If you’ve been following my blog lately (and I sure hope you are), then you know I’ve mentioned on more than one occasion the outlook for housing, and how that relates to lending. Here’s another one.
Recently, Mark Fleming, the chief economist for First American, commented that he believes a slight interest rate hike by the Fed would not have any major negative impact on (Rate Hike). One more opinion… This one because a rate hike would be the result of a stabilizing economy with an improving labor market and that is beneficial to the housing market. Do you agree?
A recent Fannie Mae study revealed that many consumers believe that now is not a good time to buy because consumers are concerned about their future. However, just prior to that report, the MBA increased their forecasts for mortgage originations in 2016 because of a rosier outlook for home sales. Who’s on first?
I’m not sure if a rate hike will help or hurt. That remains to be seen if, and when, it takes place. Just the talk of an impending rate hike seems to have the effect of a brief continuation of refinancing. Some consumers want to take advantage of the lower rates and Realtors are telling potential buyers that the time to pull the trigger is now, before the rates go up. Could the Fed be “jawboning” the market? If so, does that do anything to improve the labor market? I dunno, who’s on first?
The fact remains that rate hike or not – people will continue to buy and sell homes. People need to live somewhere. The equal and opposite reaction of people not buying is a rise in those renting.
Using the rules of supply and demand, the more people that rent, the higher the rents. The higher the rent, the more affordable it becomes to own a home. So, people will buy. When people are willing to buy, there are those willing to sell. Obla Dee, Obla Da, life goes on…
Lenders can’t control rates or rents. But, they can do a little something about the cost of homeownership. They can also help educate consumers on the benefits of owning a home and how they may qualify to do so in any rate environment.
To do this, lenders need to be prepared to meet the needs of prospective home buyers through ease of access to loan pre-qualifications and education material clearly outlining and explaining their financing options. It amazes me to learn that many consumers, especially the Millennials, still believe they need a large down payment, with perfect credit, to buy a home. Lenders need to get the word out otherwise.
I can confidently predict that rates will go up, go down, or stay the same. In each case, people will buy, sell and rent. Lenders will do what they do best, lend. To do so profitably they need to be sized right, with the flexibility to service the needs of a myriad of home buyers, have specific products and the expertise to offer niche type products to select consumers.

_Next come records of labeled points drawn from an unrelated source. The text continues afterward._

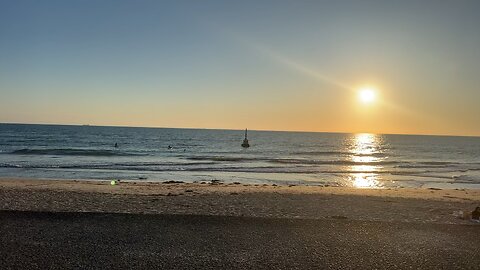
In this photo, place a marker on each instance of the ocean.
(282, 158)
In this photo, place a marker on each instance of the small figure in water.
(245, 143)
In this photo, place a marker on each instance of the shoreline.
(216, 199)
(144, 187)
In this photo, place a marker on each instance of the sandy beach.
(235, 199)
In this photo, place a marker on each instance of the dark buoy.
(245, 143)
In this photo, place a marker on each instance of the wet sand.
(49, 224)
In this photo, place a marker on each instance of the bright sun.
(366, 95)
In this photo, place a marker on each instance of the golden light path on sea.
(364, 148)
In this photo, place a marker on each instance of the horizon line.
(261, 130)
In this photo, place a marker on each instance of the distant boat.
(245, 143)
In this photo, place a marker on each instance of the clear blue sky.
(284, 65)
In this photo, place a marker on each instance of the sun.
(367, 95)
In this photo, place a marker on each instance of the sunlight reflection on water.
(364, 149)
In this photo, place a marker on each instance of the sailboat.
(245, 143)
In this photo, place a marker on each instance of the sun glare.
(367, 95)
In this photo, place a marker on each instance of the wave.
(72, 152)
(291, 161)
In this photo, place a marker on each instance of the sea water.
(285, 158)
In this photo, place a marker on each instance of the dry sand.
(311, 202)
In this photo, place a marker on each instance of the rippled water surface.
(358, 160)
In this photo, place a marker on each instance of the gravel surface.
(48, 240)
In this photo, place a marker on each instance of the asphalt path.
(47, 240)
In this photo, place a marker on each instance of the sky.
(265, 65)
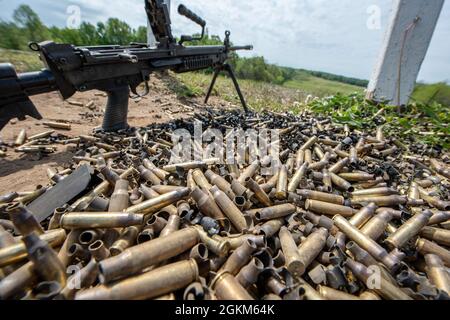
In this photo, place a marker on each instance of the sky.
(337, 36)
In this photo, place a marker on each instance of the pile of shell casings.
(347, 215)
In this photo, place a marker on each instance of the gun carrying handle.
(116, 112)
(191, 16)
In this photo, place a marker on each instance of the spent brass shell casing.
(366, 243)
(376, 226)
(328, 208)
(137, 258)
(100, 220)
(363, 215)
(440, 236)
(437, 273)
(230, 210)
(321, 196)
(148, 285)
(226, 287)
(58, 125)
(409, 229)
(275, 212)
(154, 205)
(282, 184)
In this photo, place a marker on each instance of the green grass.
(320, 87)
(22, 60)
(428, 93)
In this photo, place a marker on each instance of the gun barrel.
(237, 48)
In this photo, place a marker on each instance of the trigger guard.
(138, 95)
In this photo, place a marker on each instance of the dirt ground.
(23, 172)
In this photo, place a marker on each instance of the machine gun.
(114, 69)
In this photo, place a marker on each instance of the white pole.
(409, 34)
(150, 36)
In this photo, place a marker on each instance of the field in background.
(260, 95)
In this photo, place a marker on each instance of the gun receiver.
(114, 69)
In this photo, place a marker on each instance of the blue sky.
(326, 35)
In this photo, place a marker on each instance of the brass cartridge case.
(56, 218)
(173, 224)
(341, 183)
(160, 173)
(85, 278)
(230, 210)
(154, 205)
(409, 229)
(363, 215)
(297, 178)
(282, 184)
(226, 287)
(369, 295)
(45, 260)
(439, 217)
(18, 252)
(383, 191)
(291, 253)
(137, 258)
(260, 194)
(185, 166)
(338, 166)
(333, 294)
(221, 183)
(321, 196)
(21, 138)
(387, 290)
(308, 144)
(440, 236)
(357, 176)
(366, 243)
(126, 240)
(249, 273)
(274, 212)
(434, 202)
(219, 247)
(376, 226)
(58, 125)
(328, 208)
(250, 171)
(201, 180)
(23, 219)
(15, 282)
(270, 228)
(120, 198)
(63, 254)
(206, 204)
(327, 183)
(100, 220)
(299, 158)
(381, 201)
(150, 193)
(148, 285)
(437, 273)
(310, 248)
(237, 241)
(353, 156)
(239, 258)
(425, 246)
(99, 251)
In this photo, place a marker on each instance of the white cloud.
(328, 35)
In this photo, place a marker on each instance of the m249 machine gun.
(114, 69)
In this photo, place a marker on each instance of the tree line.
(27, 26)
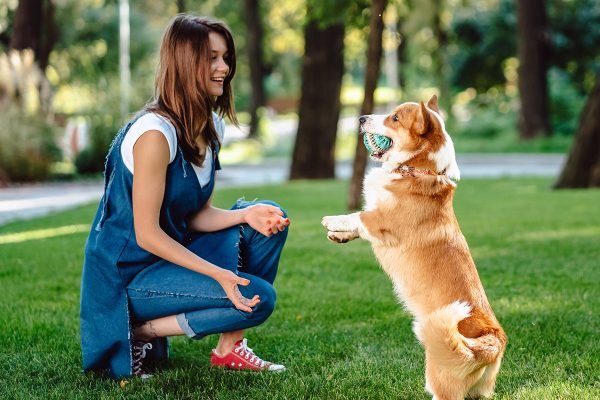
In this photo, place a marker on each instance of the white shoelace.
(139, 353)
(243, 350)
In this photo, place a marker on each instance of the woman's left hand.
(266, 219)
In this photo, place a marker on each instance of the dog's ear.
(424, 124)
(432, 104)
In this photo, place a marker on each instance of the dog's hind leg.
(484, 387)
(446, 384)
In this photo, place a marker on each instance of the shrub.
(27, 146)
(91, 159)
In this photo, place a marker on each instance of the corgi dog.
(409, 220)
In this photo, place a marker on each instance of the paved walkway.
(29, 201)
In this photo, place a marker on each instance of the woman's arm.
(150, 160)
(264, 218)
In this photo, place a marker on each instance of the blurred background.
(511, 75)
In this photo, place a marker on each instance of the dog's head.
(413, 135)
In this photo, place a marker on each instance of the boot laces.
(138, 355)
(243, 350)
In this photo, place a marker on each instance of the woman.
(160, 259)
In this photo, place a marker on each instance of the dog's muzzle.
(375, 143)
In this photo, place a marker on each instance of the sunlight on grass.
(558, 234)
(43, 233)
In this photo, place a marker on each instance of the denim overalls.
(123, 283)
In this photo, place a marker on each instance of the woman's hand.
(230, 281)
(266, 219)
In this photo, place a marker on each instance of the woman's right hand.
(230, 281)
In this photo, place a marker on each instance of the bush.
(27, 146)
(91, 159)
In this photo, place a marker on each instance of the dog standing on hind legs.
(409, 220)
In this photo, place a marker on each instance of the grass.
(337, 325)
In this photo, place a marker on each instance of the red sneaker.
(243, 358)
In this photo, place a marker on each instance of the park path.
(30, 201)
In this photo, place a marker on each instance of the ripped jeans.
(199, 302)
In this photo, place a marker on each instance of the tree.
(440, 64)
(533, 46)
(257, 67)
(322, 71)
(582, 168)
(374, 52)
(34, 29)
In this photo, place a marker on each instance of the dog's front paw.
(339, 223)
(341, 237)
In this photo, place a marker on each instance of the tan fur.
(414, 233)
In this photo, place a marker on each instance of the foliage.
(27, 146)
(484, 38)
(337, 326)
(103, 129)
(574, 37)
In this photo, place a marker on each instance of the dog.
(409, 220)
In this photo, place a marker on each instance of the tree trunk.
(582, 169)
(374, 52)
(440, 61)
(27, 29)
(533, 65)
(257, 68)
(322, 71)
(35, 29)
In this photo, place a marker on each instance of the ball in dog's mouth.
(376, 144)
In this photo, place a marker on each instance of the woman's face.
(218, 66)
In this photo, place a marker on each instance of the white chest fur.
(374, 187)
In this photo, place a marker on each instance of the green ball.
(376, 143)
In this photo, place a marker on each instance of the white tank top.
(153, 121)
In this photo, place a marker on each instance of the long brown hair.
(183, 70)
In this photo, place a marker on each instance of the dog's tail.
(447, 347)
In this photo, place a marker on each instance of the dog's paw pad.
(341, 237)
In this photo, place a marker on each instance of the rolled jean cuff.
(184, 325)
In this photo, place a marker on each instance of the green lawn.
(337, 325)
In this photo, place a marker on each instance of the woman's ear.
(432, 104)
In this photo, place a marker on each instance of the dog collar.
(407, 170)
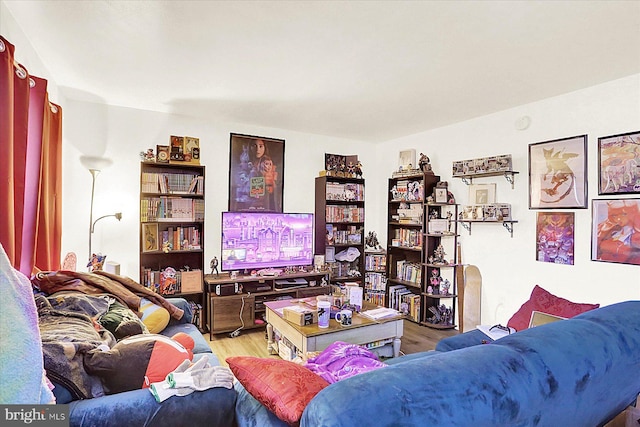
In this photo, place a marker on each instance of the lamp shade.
(95, 163)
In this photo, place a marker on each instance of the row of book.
(375, 297)
(171, 209)
(347, 192)
(344, 214)
(407, 237)
(375, 262)
(375, 281)
(181, 238)
(405, 301)
(409, 271)
(408, 190)
(172, 183)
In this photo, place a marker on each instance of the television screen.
(257, 240)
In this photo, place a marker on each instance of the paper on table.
(380, 313)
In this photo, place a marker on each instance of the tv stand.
(223, 311)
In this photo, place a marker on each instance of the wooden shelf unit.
(339, 225)
(171, 208)
(223, 313)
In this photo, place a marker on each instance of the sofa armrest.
(212, 407)
(184, 305)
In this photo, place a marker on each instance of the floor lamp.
(95, 165)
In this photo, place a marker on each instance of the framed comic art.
(615, 233)
(482, 194)
(619, 164)
(555, 237)
(256, 171)
(150, 241)
(558, 174)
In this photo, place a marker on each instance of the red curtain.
(30, 163)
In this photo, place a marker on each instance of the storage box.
(300, 315)
(191, 281)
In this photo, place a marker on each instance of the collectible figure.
(214, 265)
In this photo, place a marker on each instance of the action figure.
(214, 265)
(424, 164)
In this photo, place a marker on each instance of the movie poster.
(256, 173)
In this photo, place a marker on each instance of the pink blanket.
(343, 360)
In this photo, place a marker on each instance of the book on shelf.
(381, 313)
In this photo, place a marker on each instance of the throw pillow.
(136, 362)
(155, 317)
(121, 321)
(283, 387)
(544, 301)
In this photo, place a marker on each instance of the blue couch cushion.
(467, 339)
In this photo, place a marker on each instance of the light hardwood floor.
(253, 342)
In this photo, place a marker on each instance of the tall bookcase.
(339, 227)
(439, 288)
(407, 243)
(172, 229)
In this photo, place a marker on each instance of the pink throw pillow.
(284, 387)
(542, 300)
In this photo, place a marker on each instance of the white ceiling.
(366, 70)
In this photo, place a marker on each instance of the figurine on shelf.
(438, 255)
(445, 287)
(434, 282)
(449, 220)
(148, 156)
(395, 194)
(425, 166)
(371, 241)
(214, 265)
(359, 169)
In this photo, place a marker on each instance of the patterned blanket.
(68, 332)
(123, 288)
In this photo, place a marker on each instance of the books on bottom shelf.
(381, 313)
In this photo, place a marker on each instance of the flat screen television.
(257, 240)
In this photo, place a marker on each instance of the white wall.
(122, 133)
(508, 266)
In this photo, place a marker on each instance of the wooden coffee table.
(312, 338)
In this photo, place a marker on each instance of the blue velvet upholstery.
(213, 407)
(468, 339)
(577, 372)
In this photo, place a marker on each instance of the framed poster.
(150, 241)
(558, 174)
(619, 164)
(482, 194)
(555, 237)
(256, 171)
(615, 230)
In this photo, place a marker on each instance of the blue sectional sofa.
(577, 372)
(212, 408)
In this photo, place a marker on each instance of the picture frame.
(619, 164)
(615, 230)
(482, 194)
(440, 195)
(407, 159)
(256, 172)
(558, 174)
(555, 237)
(150, 240)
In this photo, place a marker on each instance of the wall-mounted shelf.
(508, 175)
(506, 224)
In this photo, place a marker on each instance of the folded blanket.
(343, 360)
(123, 288)
(68, 332)
(21, 365)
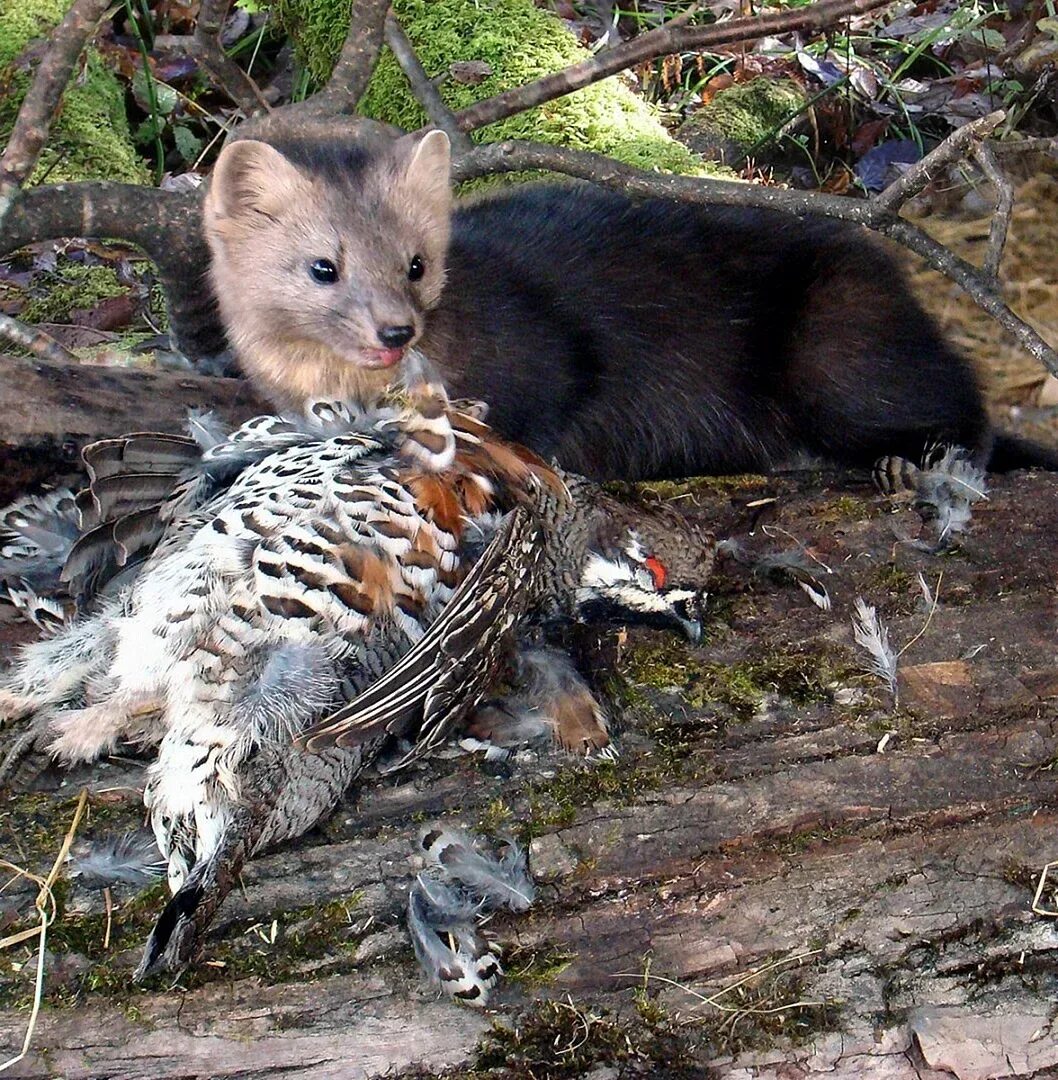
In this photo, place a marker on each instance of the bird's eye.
(658, 571)
(323, 271)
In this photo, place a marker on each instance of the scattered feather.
(206, 428)
(873, 638)
(133, 860)
(447, 942)
(925, 590)
(794, 564)
(503, 882)
(817, 594)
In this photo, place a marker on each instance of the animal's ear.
(428, 169)
(253, 177)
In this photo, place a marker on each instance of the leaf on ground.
(873, 166)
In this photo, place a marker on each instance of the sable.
(625, 339)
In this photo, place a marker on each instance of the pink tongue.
(390, 356)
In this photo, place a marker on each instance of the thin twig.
(35, 340)
(714, 999)
(218, 65)
(1038, 907)
(423, 88)
(985, 156)
(670, 38)
(933, 610)
(953, 148)
(42, 99)
(358, 54)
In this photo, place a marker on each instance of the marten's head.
(326, 257)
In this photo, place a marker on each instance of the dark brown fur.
(625, 338)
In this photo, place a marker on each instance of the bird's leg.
(176, 939)
(554, 702)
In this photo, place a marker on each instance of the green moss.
(90, 137)
(494, 818)
(566, 1039)
(71, 287)
(844, 509)
(536, 967)
(669, 489)
(553, 802)
(520, 42)
(744, 117)
(800, 677)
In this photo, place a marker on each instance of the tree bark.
(49, 412)
(770, 805)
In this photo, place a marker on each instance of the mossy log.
(784, 875)
(49, 412)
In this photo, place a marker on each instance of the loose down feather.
(498, 882)
(131, 860)
(448, 944)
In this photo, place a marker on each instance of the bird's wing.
(130, 480)
(445, 674)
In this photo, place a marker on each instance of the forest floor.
(786, 873)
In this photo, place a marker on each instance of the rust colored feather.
(436, 498)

Each lender must decide their business model and prepare accordingly. I believe success will depend on training, teamwork, technology, and careful expense management. Each person in the organization must understand the mission and properly execute the company plan. To borrow a slogan, “Quality is job 1.”
Rates will rise sooner or later. What changes might be needed in your business model when they do? Are you preparing to do so? Don’t be stuck wondering who’s on first?